# what to do with 1/4" plywood.



## gshock (Jul 26, 2007)

I used to work for a company that built shipping crates, and they gave away a lot of scrap 1/4" plywood. These are small sizes, as plywood goes, typically 24" x 36" sheets. Some are bigger or smaller than that, and I've also got some that are 24" x 96", roughly. I'm trying to figure out what to do with them. I was planning on using them to build up the floor in the bathroom, and decided against it based on my uncle's advice (also a woodworker and master craftsman)... too much gluing and screwing (around?) to keep it from squeaking. I was thinking of making some holiday cutouts or something. Is it worth it to glue these sheets together to make any kind of small cabinetry?


----------



## skymaster (Oct 30, 2006)

No. Time to get creative:yes: drawer bottoms, if you make cabinets put divider or shelf where joint will break, things like that. If it is not good quality then maybe feed a dumpster
JackM


----------



## gshock (Jul 26, 2007)

skymaster said:


> No. Time to get creative:yes: drawer bottoms, if you make cabinets put divider or shelf where joint will break, things like that. If it is not good quality then maybe feed a dumpster
> JackM


It's CDX, I think. It's not great quality, but it's useful for something. It's just going to take me some time to figure out what. 

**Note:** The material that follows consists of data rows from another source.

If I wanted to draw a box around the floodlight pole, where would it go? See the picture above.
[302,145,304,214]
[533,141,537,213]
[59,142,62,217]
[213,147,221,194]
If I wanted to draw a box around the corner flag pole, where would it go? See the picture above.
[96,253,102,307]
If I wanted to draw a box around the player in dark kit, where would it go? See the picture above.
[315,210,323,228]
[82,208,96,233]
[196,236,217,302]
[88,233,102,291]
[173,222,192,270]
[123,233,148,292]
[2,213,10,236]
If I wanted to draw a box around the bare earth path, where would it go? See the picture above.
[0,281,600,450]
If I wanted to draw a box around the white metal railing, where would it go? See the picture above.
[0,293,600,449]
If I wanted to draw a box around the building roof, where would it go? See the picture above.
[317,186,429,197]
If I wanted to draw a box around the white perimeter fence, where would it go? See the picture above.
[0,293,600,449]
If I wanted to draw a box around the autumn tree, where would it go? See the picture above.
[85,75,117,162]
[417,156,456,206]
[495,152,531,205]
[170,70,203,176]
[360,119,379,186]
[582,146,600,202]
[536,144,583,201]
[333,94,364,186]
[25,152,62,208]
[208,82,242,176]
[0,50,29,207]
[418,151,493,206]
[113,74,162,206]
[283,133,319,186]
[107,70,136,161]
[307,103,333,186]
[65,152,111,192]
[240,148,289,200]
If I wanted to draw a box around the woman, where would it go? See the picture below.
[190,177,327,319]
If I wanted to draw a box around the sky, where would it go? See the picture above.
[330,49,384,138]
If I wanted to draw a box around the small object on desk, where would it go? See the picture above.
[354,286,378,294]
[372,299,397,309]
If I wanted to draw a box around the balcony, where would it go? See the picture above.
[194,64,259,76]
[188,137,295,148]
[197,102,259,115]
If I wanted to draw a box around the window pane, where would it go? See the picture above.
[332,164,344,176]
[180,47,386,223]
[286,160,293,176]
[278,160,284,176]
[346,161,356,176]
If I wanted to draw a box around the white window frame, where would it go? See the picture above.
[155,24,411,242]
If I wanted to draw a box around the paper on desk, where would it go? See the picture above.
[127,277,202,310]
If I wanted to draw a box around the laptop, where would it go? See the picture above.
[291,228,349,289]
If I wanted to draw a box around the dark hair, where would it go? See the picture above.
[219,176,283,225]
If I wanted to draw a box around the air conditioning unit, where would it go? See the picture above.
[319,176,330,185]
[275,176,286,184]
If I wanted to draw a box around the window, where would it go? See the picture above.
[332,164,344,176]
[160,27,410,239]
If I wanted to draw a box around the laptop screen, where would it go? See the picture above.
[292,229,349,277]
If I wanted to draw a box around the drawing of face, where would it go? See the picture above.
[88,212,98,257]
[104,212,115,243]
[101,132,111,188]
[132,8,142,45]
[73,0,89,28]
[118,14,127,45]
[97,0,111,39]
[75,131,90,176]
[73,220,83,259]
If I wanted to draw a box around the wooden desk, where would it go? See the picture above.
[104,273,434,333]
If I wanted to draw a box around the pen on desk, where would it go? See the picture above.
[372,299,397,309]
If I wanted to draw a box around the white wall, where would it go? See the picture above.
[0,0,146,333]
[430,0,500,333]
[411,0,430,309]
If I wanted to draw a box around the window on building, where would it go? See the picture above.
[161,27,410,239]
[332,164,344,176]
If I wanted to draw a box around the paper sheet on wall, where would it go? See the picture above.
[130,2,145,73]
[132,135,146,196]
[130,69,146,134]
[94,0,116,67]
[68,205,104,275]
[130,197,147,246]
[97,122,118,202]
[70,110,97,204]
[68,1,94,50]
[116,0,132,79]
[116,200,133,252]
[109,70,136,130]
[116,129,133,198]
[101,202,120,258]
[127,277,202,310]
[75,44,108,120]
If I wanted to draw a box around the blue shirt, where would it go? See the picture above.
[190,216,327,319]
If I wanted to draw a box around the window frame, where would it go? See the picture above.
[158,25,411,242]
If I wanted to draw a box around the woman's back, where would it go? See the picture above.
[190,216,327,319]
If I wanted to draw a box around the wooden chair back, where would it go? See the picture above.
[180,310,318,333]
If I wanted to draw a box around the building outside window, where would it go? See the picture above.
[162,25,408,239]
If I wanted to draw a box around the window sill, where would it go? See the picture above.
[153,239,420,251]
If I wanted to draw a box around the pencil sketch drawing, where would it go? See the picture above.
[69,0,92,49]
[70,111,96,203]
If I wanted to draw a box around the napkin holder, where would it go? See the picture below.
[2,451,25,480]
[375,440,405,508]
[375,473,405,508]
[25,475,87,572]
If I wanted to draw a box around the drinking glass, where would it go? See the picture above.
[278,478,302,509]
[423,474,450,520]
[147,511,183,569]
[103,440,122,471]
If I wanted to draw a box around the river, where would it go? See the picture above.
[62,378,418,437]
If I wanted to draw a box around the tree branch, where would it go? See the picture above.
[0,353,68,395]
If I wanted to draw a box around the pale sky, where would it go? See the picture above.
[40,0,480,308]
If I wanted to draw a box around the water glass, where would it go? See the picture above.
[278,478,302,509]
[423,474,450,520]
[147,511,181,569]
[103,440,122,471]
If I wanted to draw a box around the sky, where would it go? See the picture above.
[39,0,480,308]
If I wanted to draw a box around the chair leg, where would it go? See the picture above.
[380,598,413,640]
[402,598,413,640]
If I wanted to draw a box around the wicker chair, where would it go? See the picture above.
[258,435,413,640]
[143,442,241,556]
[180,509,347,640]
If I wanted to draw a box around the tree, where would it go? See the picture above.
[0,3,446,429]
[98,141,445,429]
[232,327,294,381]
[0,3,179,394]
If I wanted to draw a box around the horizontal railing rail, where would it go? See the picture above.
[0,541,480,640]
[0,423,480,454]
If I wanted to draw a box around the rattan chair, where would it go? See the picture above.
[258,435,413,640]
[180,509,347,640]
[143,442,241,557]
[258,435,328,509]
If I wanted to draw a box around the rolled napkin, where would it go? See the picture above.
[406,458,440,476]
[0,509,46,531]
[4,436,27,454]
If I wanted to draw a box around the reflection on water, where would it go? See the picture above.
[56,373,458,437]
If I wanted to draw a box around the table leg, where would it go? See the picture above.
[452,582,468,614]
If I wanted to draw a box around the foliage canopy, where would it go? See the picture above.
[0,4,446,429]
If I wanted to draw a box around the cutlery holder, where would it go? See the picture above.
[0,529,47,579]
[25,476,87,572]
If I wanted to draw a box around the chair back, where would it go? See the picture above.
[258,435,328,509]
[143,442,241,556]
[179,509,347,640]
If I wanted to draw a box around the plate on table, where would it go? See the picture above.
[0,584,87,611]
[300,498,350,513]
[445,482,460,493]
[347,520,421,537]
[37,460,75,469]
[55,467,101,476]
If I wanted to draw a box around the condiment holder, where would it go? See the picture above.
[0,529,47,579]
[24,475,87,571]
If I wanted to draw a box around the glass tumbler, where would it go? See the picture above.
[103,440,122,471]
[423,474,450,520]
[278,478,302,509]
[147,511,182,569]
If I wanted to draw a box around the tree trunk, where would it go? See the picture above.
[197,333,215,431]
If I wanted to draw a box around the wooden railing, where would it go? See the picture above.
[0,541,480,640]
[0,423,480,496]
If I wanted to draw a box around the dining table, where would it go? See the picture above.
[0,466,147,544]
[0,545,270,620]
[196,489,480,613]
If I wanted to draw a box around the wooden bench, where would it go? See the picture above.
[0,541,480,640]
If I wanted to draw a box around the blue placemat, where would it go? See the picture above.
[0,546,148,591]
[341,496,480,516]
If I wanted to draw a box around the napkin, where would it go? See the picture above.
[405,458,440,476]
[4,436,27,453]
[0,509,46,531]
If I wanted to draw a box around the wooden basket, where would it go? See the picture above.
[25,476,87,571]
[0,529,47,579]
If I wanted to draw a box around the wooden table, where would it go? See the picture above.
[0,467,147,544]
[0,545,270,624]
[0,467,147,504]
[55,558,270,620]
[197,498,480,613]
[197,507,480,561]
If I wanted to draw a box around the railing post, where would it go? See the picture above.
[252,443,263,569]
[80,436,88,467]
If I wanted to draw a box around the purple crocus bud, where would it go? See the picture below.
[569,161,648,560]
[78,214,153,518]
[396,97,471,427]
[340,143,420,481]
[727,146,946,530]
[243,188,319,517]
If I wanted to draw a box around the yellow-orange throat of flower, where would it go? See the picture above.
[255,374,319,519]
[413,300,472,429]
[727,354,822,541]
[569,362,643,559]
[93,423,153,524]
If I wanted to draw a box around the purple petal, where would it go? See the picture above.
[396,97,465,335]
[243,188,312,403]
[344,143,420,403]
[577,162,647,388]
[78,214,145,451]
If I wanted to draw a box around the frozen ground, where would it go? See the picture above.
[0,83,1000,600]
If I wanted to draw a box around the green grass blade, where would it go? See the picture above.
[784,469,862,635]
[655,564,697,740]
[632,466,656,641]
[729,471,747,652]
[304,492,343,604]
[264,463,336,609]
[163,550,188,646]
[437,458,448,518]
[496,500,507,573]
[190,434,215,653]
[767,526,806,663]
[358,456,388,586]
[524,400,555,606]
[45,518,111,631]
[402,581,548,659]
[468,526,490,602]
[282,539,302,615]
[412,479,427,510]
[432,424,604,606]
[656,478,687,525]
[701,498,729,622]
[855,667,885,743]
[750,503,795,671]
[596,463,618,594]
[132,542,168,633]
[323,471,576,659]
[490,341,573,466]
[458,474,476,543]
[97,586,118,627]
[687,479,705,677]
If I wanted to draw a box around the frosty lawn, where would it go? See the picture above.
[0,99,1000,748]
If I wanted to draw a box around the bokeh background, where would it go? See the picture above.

I'm not doing anything with cabinets right now. I'm remodeling my house and it's mostly rough carpentry work. I'll see what I can come up with. Thanks for the suggestions. They will come in handy when I get to that part of the remodeling phase. :blink:


----------



## jacksimpk (Jul 27, 2007)

Build a boat - epoxy both sides. Probably not the best for that either. 

No really, most 1/4 inch stock is used for drawer bottoms or cabinet backs. You can use it to make a shoe rack for your wife's closet. I've seen some nice saw blade storage cabinets for the garage that have 1/4 inch dividers for the blades. You could make some hardware storage drawers or trays for keeping screws in.

Most finish work is going to call for higher grade material than CDX. Most Cabinetry calls for even higher grade than that.


----------



## gshock (Jul 26, 2007)

jacksimpk said:


> Build a boat - epoxy both sides. Probably not the best for that either.
> 
> No really, most 1/4 inch stock is used for drawer bottoms or cabinet backs. You can use it to make a shoe rack for your wife's closet. I've seen some nice saw blade storage cabinets for the garage that have 1/4 inch dividers for the blades. You could make some hardware storage drawers or trays for keeping screws in.
> 
> Most finish work is going to call for higher grade material than CDX. Most Cabinetry calls for even higher grade than that.


Jack, thanks for the tips. I like those ideas. I can find a lot of storage spaces that need organizing, and foyer shoe cubbies. I wasn't planning on making anything too fancy, just utilitarian. 

Thanks again.


----------



## jacksimpk (Jul 27, 2007)

shoe cubbies or pigeon holes is where you normally see 1/4 inch used. CDX will probably be a pain to put a nice coat of paint on. But, if it's at the bottom of a closet then really who's going to notice.


----------